Intuitively, it makes sense NOT to slide along the pattern 3 spaces [attempt 1] in the first run of the algorithm because we are not taking into account that the first character of the pattern - 1- is the same as the last character of our previous string match block - 001.

I would like help in correcting my understanding of the algorithm.

• I don't understand your question. Why don't you just sit down with the pseudocode of the algorithm and the input you're interested in, and see how many comparisons it takes? The whole point of an algorithm is that you can just robotically follow the steps without even needing to understand what they're trying to achieve.
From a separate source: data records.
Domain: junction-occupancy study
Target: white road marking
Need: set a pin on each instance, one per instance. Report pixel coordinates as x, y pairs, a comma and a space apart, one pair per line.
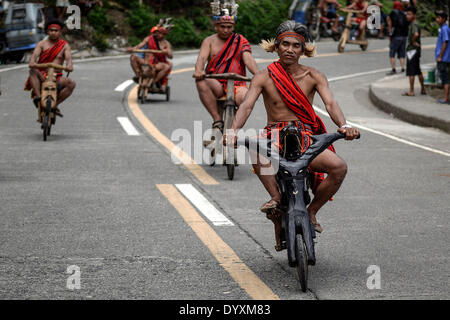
124, 85
128, 126
203, 205
386, 135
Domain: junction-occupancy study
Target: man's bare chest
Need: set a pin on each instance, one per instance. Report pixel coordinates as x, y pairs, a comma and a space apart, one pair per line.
273, 94
216, 47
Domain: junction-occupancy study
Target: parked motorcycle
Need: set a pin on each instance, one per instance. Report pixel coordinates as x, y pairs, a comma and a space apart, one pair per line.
321, 26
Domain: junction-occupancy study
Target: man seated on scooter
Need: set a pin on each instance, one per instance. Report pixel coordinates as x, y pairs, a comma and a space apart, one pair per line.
155, 41
288, 89
225, 52
51, 50
328, 9
361, 16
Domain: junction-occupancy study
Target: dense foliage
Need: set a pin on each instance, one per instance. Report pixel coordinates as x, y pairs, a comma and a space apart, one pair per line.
257, 19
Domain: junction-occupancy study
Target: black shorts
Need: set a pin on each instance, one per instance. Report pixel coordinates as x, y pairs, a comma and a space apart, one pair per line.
413, 66
397, 46
443, 68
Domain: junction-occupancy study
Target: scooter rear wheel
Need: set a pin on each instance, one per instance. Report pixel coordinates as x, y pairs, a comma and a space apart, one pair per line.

Oct 9, 2016 at 11:24
• @DavidRicherby: You're right, I should have done that earlier. It was a silly oversight on my part and I understood the algorithm incorrectly - thus making the mistake. I'll answer my own, rather silly, question. Thanks for the nudge! Oct 9, 2016 at 12:36
• And thanks for posting the answer! Welcome to the site! Oct 9, 2016 at 13:06

Both - attempt 1 and 2 - are incorrect executions of the Horspool's algorithm. After the first round of trying to match the pattern in the text:

001001001001
111

There are two comparisons made of which the second one 0 == 1 fails. Now, the shift is determined by the last character in the section of the text being matched i.e. shift value of 1 which is 1. The next search round looks like:

001001001001
-111

This has only one comparison 0 == 1 which fails. The shift is now decided by the value of shift value of 0 which is 3, thus making the next round as follows:

001001001001
----111

This also has only one comparison, just like the previous one resulting in another shift of 3. The next round is also the same, with one comparison.

The total now, correctly, stands at 5.